What does block in Ruby mean? It looks similar with Smalltalk, but you can't send messages to it.
For example, in smalltalk:
[:x | x + 3] value: 3
returns 6. But in ruby:
{|x| x + 3}.call 3
will cause SyntaxError.
Well, you can pass messages to lambda in ruby, though:
irb(main):025:0> ->(x){x+3}.call 3
=> 6
So in Ruby, block is not a block, but lambda is a block? Is this true? I mean, are there any differences between ruby lambda and smalltalk block? If this is true, then what is a ruby block?
Update:
From the comment and answer below, together with some googling, I guess I
have more understanding of Ruby block. In Ruby, usually a piece of code evaluates an value, and every value is an object. But, block doesn't evaluate an value. So it's not an object. Instead it can act as part of an object. For example, in {|x| x + 3} can act as a part of the object proc {|x| x + 3 }.
But it did confuse me. In smalltalk, almost every expression can be divided into objects (binding to variables are exceptions). It seems in Ruby, there are more exceptions.
First and the most important thing that Ruby block isn't: an object. It is a syntactic construct, and also obviously has an equivalent implementation - but it is not an object, and thus can't receive messages. Which makes your example of
{|x| x + 3}.call 3
ungrammatical. Lambdas, procs - those are objects that wrap a block, and have a call method which executes the block.
Thus, a block is simply a piece of code which can be passed to a method, outside the argument list - no more, no less. If you pass it to Proc.new constructor, for example, it will wrap it and give you an object you can handle:
Proc.new {|x| x + 3}.call 3
A precision:
I would even say that in smalltalk even binding is made up with object.

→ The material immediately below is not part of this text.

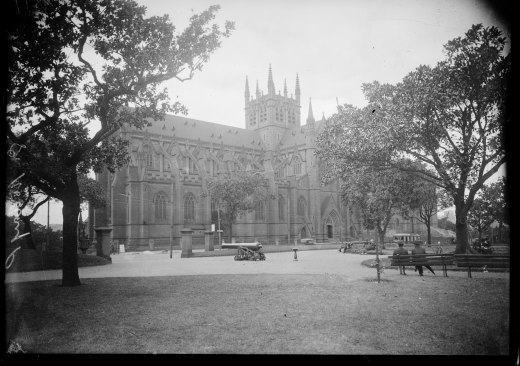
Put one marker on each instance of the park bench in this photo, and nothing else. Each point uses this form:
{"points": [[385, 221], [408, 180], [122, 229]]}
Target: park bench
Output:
{"points": [[246, 251], [481, 261], [403, 260]]}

Think of the MethodContext.
What you are actually doing is to store the object in the MethodContext.
So
a := Object new
Can be rewrite in:
thisContext at: 1 put: Object new.
But obviously you wont write it this way since you need to know were are the temps variable.
A block in Smalltalk is an anonymous object. Syntactically, it is delimited by a [ ... ] pair.

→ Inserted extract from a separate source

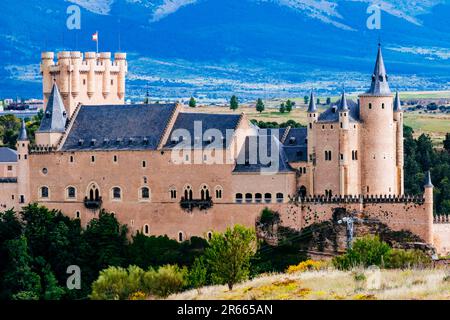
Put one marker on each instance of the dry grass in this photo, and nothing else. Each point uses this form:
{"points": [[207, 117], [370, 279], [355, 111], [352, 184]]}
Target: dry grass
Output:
{"points": [[334, 285]]}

When evaluated, it will return the last expression evaluated within itself, and there are lots of methods in its protocol.
Here are the Class comments for Blocks from a Smalltalk (in this instance, Dolphin Smalltalk 6.03 Community Edition)
"Blocks encapsulate a sequence of statements to be performed at a later time. Blocks may capture (or "close over") runtime state, such as the values of temporary variables, from the enclosing lexical scope at the point where they are created. When evaluated a block executes as if in the lexical scope in which it was defined, except that blocks may have arguments that are bound at the time of evaluation. Blocks may be passed as arguments with messages to other objects and evaluated by those objects when appropriate, and thus form a very powerful and generic "pluggability" mechanism that is a core feature which provides much of the power of Smalltalk".
By contrast, a block in Ruby is simply a parameter string. It's syntactically delimited by a { ... } pair, but it has no methods of its own.
Related
As I understood return inside a Proc terminates the current method. So in the following example I would expect to see:
a1 > b1 > proc > a2. But actually it never reaches a2, why?
def a
puts "a1"
l = Proc.new {puts "proc"; return}
b l
puts "a2"
end
def b x
puts "b1"
x.call
puts "b2"
end
a
As a general rule, return always returns from the closest lexically enclosing method definition expression.
In this case, the closest lexically enclosing method definition expression is def a, therefore, return returns from a.
It does not actually matter that the return is inside a block in this case. The general rule is, well, general, so it applies regardless of where the return appears.
If we look more specifically at blocks, though, we can see that it still makes sense: in blocks, local variables are captured lexically, self is captured lexically, so it makes sense that return also behaves lexically. It is a general property of blocks that if you want to understand what is going on in a block, you only need to look lexically outwards.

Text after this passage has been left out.